Crimes Against Bratwurst

Today I violated the code of bratwurst. You know, the code that says it should be served on a bun, artfully decorated with just the right amounts of ketchup, mustard, sauerkraut and relish? Yes, today, with the help of my trusty blender, I turned this

into this.

And my poor longsuffering jaw-wired-shut son pronounced it very good.


  1. EW! I don't think I could be in your son's shoes. He's very brave!

  2. Ooohh – that's just SCARY! Cudos to him for not crying about it.

  3. That's just gross. I am just imagining the next 6 weeks of these graphic images. It's like seeing the inside of your stomach. Did you put mustard in it?

  4. Um…ew. Just…EW!

  5. Ew Ick! I think you violated a ton of codes with that one. LOL!

  6. Actually, Heather, he REQUESTED this– PREFERRED it OVER tomato soup, believe it or not…
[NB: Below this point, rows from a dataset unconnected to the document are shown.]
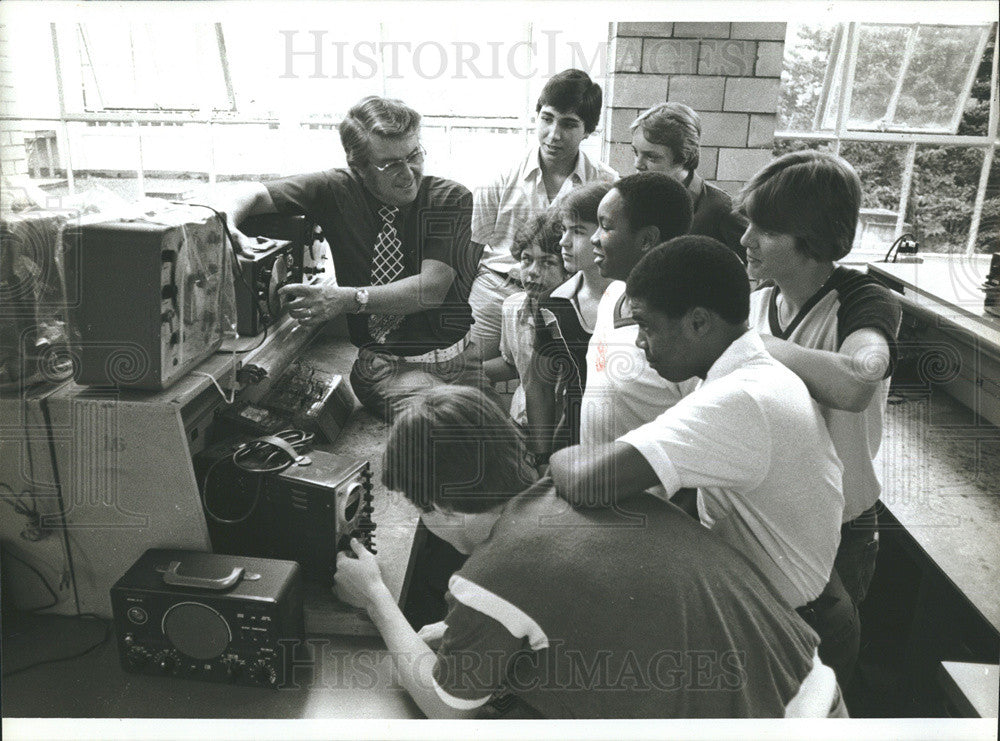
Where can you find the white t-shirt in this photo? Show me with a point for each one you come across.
(769, 481)
(847, 302)
(517, 344)
(623, 391)
(502, 207)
    Perri, no, I don't plan to share these graphic images for 6 weeks, (all readers breathe a sigh of relief in unison at this point!) LOL


  7. Wow. That's kind of nightmarish. I think you should write a cookbook when you get out of jail.

  8. awwww the brave little soul!!! glad he enjoyed it though, sounds like you got yourself a trouper!!

  9. Yum! Recipes are a common theme in some blogs. Somehow, I don't think "blender meals" are going to be heavily copied, though.

  10. Ewww….but hey if he likes it, that's what matters right?

    Hope he's doing good, been keeping you all in my prayers 🙂

  11. Mary, woohoo! I'll be sure to let Scott know that he like it! 😉

  12. OH, WOW…just….wow. OMGoodness that looks super scarey. Poor kid! This too, shall pass.